Under local rules in Holland, bankers cannot receive a bonus greater than 20% of their fixed pay, a stricter application of the EU’s bonus cap rule introduced in 2014, in which variable pay could not exceed 100% of fixed pay, or 200% with shareholder approval.

Last month, the UK financial regulator announced it would be scrapping the cap altogether following a consultation, opening banker pay up to unlimited salary multiples, in a move aimed at making banker pay more competitive internationally.

“The Netherlands, for reasons which are difficult to understand rationally, has a 20% bonus cap, and I can actually see the detrimental impact of that for consumers,” Bunq CEO Ali Niknam said.

“Fixed salaries go up and you get less performance for the equal amount of pay.

“With Brexit, everybody wants to come to the Netherlands, until they learned about the bonus cap, so that’s a gigantic opportunity cost. The UK is no longer part of the European Union so it needs to do something to stand out.”

A plan to scrap the bonus cap was unveiled last year by then Chancellor Kwasi Kwarteng in a bid to strip the City of EU red tape, and it has since become of the few measures to have survived his much-derided mini-Budget.

But hostility to the cap in the Square Mile extends back prior to its enactment in 2014. Then-Chancellor George Osborne had mounted a legal challenge to block the cap’s introduction, before subsequently backing down.

"I'm not going to spend taxpayers' money on a legal challenge now unlikely to succeed," Osborne said.

“[But] the fact remains these are badly designed rules that are pushing up bankers' pay not reducing it. These rules may be legal but they are entirely self-defeating, so we need to find another way to end rewards for failure in our banks."

Former Bank of England Governor Mark Carney had also voiced concerns about the EU measure, warning it had the "undesirable side-effect of limiting the scope for remuneration to be cut back".
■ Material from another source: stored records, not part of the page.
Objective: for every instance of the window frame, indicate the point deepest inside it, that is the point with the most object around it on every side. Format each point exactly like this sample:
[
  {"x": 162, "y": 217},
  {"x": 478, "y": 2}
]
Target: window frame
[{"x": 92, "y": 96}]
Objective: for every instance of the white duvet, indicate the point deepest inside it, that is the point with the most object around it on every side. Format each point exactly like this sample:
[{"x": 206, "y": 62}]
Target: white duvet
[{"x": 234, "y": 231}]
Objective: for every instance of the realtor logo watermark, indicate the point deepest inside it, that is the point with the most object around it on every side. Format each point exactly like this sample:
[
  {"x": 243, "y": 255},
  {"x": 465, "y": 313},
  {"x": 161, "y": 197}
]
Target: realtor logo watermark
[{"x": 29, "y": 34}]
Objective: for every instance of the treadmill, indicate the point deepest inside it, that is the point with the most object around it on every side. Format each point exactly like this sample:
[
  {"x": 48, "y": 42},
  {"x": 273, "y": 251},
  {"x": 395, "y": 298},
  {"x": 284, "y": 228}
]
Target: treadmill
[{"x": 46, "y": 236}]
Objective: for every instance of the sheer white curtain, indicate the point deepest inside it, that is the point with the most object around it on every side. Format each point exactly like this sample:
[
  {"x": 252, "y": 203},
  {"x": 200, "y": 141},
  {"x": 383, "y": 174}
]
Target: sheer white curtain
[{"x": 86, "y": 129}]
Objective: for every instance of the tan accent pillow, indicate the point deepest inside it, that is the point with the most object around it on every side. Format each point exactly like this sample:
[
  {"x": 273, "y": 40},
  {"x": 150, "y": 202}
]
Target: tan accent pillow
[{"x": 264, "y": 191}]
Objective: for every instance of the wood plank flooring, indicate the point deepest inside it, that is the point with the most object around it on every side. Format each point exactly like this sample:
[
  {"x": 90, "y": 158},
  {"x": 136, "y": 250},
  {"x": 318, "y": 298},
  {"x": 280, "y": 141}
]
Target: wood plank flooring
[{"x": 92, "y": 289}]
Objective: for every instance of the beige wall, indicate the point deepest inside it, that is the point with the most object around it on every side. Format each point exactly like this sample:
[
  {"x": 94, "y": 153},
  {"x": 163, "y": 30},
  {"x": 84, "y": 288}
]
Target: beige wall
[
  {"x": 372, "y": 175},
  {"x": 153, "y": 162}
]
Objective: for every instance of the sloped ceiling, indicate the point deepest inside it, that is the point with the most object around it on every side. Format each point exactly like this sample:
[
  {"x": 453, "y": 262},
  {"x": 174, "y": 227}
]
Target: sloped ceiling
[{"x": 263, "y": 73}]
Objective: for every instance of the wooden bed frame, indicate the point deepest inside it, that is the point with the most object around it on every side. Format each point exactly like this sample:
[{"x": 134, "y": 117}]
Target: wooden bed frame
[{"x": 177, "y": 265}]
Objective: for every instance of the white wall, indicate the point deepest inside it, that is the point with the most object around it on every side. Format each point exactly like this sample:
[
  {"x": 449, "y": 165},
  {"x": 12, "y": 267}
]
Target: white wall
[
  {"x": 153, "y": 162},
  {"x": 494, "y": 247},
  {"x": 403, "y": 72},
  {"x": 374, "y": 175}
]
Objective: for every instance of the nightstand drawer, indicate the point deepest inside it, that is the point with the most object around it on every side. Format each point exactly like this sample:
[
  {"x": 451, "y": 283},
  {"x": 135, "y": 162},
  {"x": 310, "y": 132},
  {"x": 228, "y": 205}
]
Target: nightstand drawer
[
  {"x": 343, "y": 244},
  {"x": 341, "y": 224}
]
Bunq is the second largest neobank in Europe by customer numbers after London’s Revolut, with a user base of 9 million customers across its EU markets and a combined $4.7B in deposits. The firm successfully completed a $111 million bridge funding round in July, making it one of the few European fintechs not to see its valuation fall since 2021. Revolut investors earlier this year cut the value of their stake by as much as 40%.

Niknam warned that smaller banks were under pressure amid current economic headwinds and some were in danger of collapsing without regulatory intervention.

“If the market is allowed to do its thing, I think the first thing that is going to happen is the poorly run and too small neobanks are likely to fail, and the mid-size banks are going to fail,” he said.

“The small banks are going to continue because they have the unique bond with their customers, and the big banks are going to continue because they have the advantages of scale. But everything in the middle is going to disappear.”